A son of Bob Marley, Rohan Marley, has found his calling as a coffee grower and producer. As the founder and head of Marley Coffee, Rohan has worked for years to make his venture profitable and stable. The company started a few years ago when he bought 52 acres of pristine land in Jamaica for just $200,000.

“I’m a Rasta man, and I can’t have a piece of land that isn’t something I want to eat from,” said Marley in an interview with Co.EXIST. One of Bob Marley’s many children, Rohan left Jamaica at age 12 and has done everything from attending the University of Miami to playing football in Canada.

His connection to Canada recently came in handy. On August 28, the Wall Street Journal reported that Marley has entered into a two-year deal with the Ottawa Sports and Entertainment Group.

Marley Coffee, which made $6 million in 2013, is sustainably grown and ethically farmed. The artisan-roasted gourmet coffee beans are sourced globally from countries such as Ethiopia. But the 52 acres in Marley’s birthplace of Jamaica are also still in cultivation.

Though some of Bob Marley’s children followed in his footsteps and became musicians, Rohan is sticking only to coffee.

The name of the late, great Bob Marley has also been in the news recently for a different, unrelated reason.

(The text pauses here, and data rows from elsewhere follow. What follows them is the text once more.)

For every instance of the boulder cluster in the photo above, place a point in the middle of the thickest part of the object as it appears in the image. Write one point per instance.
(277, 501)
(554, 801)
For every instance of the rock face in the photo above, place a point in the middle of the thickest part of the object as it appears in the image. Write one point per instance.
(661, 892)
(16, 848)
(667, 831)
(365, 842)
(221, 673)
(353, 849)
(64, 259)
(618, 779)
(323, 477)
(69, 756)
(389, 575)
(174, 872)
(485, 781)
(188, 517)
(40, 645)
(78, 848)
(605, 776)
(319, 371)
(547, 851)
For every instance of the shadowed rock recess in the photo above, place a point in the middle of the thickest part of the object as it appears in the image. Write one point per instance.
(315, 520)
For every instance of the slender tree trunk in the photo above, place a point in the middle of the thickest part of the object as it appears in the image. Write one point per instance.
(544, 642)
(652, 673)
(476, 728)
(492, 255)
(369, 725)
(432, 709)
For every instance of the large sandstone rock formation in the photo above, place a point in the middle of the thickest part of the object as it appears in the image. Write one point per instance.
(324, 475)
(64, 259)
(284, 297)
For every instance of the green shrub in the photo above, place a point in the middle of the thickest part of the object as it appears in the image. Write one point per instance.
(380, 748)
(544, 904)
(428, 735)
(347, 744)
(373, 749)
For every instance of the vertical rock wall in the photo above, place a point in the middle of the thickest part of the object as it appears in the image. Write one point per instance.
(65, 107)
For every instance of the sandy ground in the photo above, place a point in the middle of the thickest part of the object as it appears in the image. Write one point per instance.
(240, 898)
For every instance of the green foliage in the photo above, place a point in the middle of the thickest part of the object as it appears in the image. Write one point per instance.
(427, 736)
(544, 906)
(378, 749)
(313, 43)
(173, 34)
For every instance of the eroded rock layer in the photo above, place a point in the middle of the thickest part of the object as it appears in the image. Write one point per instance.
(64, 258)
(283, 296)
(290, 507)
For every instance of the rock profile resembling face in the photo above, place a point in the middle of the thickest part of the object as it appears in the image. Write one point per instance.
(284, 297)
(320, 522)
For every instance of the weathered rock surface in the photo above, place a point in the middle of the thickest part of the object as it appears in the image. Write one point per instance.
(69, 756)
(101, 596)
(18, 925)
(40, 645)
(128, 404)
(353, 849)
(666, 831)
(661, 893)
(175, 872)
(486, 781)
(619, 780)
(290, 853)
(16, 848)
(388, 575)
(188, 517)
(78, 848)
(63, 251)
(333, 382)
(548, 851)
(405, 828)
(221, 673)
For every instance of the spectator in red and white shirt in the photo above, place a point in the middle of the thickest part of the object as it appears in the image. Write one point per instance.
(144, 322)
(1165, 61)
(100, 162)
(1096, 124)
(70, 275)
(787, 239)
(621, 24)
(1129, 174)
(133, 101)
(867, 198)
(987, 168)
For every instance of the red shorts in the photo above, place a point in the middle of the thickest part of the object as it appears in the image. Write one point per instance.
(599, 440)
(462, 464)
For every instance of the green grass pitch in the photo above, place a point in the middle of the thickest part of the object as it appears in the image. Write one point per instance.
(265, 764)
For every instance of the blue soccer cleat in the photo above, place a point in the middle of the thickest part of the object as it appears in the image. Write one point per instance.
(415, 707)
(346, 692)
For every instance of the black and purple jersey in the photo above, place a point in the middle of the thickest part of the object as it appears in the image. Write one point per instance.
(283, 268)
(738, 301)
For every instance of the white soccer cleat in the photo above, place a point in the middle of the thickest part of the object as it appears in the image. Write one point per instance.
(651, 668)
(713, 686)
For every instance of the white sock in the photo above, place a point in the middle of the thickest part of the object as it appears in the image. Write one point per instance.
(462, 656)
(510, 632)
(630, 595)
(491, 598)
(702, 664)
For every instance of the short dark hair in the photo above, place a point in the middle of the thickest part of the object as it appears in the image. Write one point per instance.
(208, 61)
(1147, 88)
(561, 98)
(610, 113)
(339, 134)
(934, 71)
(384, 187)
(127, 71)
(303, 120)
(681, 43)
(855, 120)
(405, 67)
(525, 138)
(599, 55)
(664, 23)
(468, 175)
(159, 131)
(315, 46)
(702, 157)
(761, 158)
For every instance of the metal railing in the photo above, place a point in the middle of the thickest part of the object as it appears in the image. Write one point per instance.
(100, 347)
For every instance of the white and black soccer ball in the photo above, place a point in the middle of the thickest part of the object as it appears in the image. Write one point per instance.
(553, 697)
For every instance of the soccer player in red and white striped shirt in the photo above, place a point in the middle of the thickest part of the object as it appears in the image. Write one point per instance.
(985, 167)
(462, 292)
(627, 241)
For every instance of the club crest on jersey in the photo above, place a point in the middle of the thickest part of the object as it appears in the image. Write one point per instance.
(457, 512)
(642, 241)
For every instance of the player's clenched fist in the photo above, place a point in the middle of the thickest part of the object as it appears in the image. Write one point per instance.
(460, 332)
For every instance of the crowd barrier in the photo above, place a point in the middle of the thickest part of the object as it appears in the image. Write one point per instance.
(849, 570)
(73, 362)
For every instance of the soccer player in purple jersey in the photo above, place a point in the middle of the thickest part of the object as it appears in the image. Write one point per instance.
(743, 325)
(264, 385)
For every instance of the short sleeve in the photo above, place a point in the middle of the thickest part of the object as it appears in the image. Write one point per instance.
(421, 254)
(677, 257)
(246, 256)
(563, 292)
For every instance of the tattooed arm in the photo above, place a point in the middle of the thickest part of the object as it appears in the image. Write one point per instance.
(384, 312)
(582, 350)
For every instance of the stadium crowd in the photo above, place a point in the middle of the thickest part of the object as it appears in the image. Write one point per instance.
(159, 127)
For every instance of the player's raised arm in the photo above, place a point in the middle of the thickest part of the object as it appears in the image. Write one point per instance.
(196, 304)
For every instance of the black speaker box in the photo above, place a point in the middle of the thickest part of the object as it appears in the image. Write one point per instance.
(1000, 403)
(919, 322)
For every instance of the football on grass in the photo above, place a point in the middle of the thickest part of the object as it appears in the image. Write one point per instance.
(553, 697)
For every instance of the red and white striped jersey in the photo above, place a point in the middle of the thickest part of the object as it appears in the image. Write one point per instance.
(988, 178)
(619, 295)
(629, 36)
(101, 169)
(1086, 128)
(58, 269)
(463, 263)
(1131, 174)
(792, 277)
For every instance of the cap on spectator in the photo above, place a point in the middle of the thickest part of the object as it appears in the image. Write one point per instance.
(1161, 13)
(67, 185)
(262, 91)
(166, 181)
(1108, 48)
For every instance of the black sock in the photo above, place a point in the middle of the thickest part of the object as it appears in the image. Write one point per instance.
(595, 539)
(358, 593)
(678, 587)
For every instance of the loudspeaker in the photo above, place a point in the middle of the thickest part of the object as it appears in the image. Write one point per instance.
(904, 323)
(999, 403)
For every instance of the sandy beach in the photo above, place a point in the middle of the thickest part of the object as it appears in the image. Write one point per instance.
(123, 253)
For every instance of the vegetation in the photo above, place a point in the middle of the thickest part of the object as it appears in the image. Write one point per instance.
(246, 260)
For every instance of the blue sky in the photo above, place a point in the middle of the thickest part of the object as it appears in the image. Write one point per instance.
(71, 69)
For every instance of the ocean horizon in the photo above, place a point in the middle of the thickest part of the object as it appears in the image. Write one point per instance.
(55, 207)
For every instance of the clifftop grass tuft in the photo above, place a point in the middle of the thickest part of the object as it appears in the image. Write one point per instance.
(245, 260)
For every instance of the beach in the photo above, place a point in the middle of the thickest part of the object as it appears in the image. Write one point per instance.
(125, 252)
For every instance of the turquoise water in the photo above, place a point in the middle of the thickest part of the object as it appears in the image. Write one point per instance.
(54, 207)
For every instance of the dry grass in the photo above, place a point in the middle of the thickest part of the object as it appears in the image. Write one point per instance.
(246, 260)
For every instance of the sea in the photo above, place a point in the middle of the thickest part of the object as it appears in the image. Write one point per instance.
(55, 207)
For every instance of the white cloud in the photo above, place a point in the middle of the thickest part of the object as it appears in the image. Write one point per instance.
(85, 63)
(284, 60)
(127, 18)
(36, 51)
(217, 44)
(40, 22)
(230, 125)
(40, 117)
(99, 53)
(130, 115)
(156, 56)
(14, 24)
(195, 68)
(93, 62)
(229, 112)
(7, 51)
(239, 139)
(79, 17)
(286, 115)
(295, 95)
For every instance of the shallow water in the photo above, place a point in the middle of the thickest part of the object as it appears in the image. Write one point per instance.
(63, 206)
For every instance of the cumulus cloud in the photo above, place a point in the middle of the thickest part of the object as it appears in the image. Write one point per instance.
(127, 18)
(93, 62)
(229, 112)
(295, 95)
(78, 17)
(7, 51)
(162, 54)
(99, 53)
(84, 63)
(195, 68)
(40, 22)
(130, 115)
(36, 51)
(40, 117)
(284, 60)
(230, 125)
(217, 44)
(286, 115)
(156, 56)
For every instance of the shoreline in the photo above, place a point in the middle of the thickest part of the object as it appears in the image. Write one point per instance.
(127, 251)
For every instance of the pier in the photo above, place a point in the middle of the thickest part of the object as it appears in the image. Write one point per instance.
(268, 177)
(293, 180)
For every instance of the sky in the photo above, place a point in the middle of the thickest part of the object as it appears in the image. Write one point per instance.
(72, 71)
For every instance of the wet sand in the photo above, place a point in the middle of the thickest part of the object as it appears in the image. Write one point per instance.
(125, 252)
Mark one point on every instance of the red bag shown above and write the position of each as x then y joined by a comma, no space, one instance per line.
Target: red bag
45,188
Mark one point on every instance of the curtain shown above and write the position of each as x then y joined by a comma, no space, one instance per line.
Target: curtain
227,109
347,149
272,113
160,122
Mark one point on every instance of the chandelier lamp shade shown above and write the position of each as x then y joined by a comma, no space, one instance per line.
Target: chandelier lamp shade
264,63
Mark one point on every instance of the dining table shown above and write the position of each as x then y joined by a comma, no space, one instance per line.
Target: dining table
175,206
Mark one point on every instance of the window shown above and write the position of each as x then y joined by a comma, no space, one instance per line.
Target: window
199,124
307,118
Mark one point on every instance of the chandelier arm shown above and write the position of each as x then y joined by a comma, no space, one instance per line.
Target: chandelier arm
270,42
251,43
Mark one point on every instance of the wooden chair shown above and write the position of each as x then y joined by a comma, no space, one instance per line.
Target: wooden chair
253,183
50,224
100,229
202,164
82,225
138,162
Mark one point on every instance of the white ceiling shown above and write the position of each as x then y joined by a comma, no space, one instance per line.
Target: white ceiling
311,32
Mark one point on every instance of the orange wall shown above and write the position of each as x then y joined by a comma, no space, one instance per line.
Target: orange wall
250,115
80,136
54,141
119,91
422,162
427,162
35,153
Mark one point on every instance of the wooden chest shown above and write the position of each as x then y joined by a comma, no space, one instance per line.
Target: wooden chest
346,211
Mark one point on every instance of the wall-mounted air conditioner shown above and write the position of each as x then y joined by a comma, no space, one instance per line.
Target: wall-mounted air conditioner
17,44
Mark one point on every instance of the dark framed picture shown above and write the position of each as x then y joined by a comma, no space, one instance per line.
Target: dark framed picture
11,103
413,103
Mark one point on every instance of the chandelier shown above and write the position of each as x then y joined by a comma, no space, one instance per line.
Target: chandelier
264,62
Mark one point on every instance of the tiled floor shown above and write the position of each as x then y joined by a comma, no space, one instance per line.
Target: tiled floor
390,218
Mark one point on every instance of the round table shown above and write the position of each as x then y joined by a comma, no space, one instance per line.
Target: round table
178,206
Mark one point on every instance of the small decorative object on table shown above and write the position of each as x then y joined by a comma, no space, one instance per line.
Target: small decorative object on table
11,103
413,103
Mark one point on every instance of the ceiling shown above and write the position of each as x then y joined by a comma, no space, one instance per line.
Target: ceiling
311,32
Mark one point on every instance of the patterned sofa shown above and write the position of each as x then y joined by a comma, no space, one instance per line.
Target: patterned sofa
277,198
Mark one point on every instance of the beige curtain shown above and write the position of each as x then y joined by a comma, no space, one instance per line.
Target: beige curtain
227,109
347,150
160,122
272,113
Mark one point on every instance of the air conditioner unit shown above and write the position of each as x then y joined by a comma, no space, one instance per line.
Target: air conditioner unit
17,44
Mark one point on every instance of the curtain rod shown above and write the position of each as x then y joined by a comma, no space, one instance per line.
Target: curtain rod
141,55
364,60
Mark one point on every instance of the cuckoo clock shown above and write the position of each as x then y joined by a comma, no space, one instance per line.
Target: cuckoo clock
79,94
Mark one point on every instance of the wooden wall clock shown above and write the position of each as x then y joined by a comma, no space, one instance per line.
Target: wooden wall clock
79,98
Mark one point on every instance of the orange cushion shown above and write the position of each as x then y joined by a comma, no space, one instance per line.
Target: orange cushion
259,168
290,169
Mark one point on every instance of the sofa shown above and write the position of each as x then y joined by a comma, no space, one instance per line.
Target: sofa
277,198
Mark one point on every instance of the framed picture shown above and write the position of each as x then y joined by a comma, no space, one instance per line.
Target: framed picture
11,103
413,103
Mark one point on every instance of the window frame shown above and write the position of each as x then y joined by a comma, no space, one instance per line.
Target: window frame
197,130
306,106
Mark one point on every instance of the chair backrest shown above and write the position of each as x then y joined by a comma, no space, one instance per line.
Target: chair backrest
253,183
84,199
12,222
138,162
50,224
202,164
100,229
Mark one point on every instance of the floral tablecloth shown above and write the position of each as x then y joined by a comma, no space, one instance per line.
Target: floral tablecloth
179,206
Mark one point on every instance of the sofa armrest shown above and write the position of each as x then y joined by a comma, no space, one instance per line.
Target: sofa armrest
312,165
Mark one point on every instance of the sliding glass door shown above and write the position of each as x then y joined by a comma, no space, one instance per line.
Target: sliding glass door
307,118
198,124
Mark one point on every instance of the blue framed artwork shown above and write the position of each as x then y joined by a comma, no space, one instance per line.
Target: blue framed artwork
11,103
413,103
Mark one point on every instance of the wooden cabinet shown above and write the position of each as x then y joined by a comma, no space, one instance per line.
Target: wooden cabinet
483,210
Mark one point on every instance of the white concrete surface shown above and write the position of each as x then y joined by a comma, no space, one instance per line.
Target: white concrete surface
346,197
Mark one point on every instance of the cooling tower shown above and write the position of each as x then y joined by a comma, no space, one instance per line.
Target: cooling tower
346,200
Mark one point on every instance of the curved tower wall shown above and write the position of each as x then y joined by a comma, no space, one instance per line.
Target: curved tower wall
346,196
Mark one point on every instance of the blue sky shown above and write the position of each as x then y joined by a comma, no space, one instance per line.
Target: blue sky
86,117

Last week, it was announced that Center Stage in Baltimore, Maryland, will premiere a musical about the legendary singer’s life.

According to the Baltimore Sun, Marley will be written and directed by Kwame Kwei-Armeh, from the U.K. It will include a score of Bob Marley music and will run in 2015 from May 6 to June 14.

A longtime fan of the reggae musician’s work, 47-year-old Kwei-Armah was asked as far back as 2008 to write a Bob Marley musical by producers in London. Though the project flopped when they couldn’t obtain the rights to Marley’s life story, Kwei-Armah got a second chance last year.

“The producers called me again at the end of last year, and now they had the rights to Bob’s story,” he said. “Again I said, ‘Of course.’ But I said I would not do a musical about Bob’s life story. Instead, I would choose a period in his life, 1975 to 1978, when there was an attempted assassination in Jamaica and he went into a self-imposed exile in London.”